Jul 22 2008

HHO Scam, Part IV: “It’s the Thermodynamics, Stupid!”

Published by Slick at 2:38 pm under Bad Business, Bad Science, Bad Technology, Petrochemicals, Scams

Gas Guzzler

Scientific theories are adjusted all the time by new observations. However, thermodynamics, the study of heat and work, has not changed fundamentally in decades. Everybody’s favorite scientist, Al Einstein, even said he thought it was the only physical theory that would never be overthrown.

As a quick lesson, here are the layman’s version of the Laws of Thermodynamics:

  • There is a game, and you must play. (Zeroth Law)
  • You can’t win at this game. (First Law)
  • You can’t break even, except on a very cold day. (Second Law)
  • It never gets that cold. (Third Law)

What’s all this mean? It means you don’t get something for nothing. Indeed, you can only lose, through inefficiencies, over time. For fuel economy, it means you can’t use the part of the output of the engine to produce something that, when consumed in the engine, boosts your performance beyond the initial energy content.

Let me translate that last bit. You put gas into a car engine through a carburetor or fuel injectors. That engine is burned, releasing energy. This energy pushes the pistons (or turbine blades, or whatever), converting energy/heat into motion.

That part you knew.

Car engines, however, are notoriously inefficient in a thermal sense. They make better heaters than motivators, in fact. That will be important in a few minutes. Also, the burning of gasoline isn’t quite complete; which is why we lug around those catalytic converters on the bottom of our vehicles.

Bear with me: Here’s where it gets tricky. The HHO gizmo uses electrical power from the alternator, which is being powered by the engine. That power is converted into some kind of gas, which is then fed back into the engine to drive energy. Thermodynamics kicks in here and says, simply, that you will spend more energy getting the gas and consuming it than you get back.

No Free Lunch.

Two possibilities still exist, however. The first is that the magic fufu-gas somehow improves the thermal efficiency of the engine. It doesn’t, however, as long as you don’t change the thermostat and some other components on the car. Once the engine is at operating temperature, it’s efficiency is dictated by the Carnot Cycle, which follows the Laws of Thermodynamics.

You’re stuck on that one.

But wait!, you say.
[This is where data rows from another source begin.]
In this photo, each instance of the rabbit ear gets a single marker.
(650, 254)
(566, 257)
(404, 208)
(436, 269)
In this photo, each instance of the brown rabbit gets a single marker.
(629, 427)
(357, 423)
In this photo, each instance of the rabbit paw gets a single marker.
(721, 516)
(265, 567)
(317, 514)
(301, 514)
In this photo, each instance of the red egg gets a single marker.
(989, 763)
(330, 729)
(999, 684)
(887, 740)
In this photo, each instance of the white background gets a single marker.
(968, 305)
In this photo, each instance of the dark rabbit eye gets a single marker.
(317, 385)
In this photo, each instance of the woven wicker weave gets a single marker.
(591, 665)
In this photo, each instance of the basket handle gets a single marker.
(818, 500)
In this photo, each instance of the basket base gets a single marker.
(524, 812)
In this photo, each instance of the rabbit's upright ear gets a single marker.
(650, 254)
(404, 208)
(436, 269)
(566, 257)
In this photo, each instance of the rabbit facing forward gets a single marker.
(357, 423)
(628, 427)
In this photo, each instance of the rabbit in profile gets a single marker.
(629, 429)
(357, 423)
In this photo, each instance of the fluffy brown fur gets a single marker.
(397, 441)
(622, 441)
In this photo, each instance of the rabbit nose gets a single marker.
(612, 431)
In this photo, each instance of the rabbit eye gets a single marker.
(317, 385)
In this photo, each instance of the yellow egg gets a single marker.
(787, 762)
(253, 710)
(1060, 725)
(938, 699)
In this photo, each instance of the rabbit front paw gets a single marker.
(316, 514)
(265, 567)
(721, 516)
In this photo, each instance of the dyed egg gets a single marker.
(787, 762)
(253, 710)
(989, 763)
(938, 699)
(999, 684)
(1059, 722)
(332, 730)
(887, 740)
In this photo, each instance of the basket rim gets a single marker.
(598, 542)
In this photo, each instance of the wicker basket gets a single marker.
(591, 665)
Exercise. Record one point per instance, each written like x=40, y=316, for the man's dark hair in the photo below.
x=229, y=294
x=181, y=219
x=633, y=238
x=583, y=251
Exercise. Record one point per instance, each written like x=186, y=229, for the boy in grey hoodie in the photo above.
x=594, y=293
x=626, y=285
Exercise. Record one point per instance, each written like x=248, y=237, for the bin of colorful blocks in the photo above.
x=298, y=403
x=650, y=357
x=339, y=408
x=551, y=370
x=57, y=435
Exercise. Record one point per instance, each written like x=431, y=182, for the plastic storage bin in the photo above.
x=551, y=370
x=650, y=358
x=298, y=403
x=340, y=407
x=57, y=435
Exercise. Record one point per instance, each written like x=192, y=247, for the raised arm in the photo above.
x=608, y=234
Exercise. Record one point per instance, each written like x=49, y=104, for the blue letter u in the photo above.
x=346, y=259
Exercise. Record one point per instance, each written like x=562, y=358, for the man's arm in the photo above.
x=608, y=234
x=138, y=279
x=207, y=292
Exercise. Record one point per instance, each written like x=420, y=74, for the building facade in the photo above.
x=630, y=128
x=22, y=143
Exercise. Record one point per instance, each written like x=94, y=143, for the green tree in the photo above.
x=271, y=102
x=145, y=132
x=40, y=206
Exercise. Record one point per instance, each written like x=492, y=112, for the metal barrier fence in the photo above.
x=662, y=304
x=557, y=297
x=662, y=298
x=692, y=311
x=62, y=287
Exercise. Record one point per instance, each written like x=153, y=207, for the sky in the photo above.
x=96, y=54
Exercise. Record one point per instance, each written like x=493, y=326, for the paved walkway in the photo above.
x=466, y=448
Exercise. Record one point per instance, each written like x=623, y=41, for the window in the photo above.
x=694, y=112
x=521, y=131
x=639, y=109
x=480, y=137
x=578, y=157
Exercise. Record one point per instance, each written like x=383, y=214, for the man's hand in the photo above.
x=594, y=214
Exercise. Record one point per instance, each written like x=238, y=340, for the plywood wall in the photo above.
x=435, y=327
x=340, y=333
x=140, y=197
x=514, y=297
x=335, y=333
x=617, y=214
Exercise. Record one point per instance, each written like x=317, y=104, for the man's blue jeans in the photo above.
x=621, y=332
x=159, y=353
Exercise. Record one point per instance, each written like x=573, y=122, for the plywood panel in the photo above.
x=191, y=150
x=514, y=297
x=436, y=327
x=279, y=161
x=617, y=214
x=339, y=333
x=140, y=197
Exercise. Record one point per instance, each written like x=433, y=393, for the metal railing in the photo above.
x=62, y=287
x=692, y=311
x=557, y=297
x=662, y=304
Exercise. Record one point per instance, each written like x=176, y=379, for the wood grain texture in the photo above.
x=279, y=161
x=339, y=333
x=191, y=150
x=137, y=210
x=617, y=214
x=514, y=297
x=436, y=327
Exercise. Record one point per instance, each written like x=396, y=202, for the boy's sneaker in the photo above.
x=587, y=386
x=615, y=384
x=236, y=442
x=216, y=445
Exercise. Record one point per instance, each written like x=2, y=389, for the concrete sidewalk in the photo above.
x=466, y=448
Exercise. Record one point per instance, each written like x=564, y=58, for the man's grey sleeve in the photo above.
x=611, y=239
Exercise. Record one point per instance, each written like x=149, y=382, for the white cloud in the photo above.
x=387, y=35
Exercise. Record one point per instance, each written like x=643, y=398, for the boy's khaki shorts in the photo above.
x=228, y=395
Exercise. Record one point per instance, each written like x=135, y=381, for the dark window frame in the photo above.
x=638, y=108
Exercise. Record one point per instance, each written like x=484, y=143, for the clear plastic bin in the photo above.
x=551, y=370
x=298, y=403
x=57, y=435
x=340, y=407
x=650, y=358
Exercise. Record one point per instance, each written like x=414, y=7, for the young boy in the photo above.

What about improving the combustion of the fuel? (You then put on a smug face and shake your head up and down, doing the chicken-walk in victory.) Yes, that’s a possibility.

As it turns out, if you have a terribly out-of-tune engine in the first place, you might see a teensy bit of improvement. If your engine is performing "normally" then the short answer is, it takes 1.5 horsepower of energy, taken through the alternator and into the HHO generator, to produce enough gas to get back 0.5 horsepower.

Yes, you read that right. You lose 1 horsepower overall running the HHO producer. And that’s the best-case calculation; I’ve got the spreadsheet that demonstrates that for a typical, middle-of-the-road 3-liter engine operating at 40 mph for an hour. Sign up for the site and leave a comment, and I’ll send you the sheet. Or you can study the test data presented here.

If you really want to improve the thermal efficiency of your car a bit, let it run hotter. Of course, if you do that, it’ll wear out faster or suffer a catastrophic failure in a short distance. Probably not what you had in mind when you considered HHO.

Take a look at the plethora of YouTube videos on HHO. All the devices are fairly compact, using fairly small wires. They pump out an amazing amount of gas! But don’t let this fool you; that amount of gas is well less than 1% of the air volume your car will push through at 40 miles per hour. So it’s not likely units this size have enough oomph, even it it weren’t for the limitations of physical law.

And remember, you’ll have a performance loss by drawing more power off the alternator. Still no free lunch…

By the way: The HHO Generators I viewed on YouTube work; that is, they produce gas. That’s not a demonstration of capability!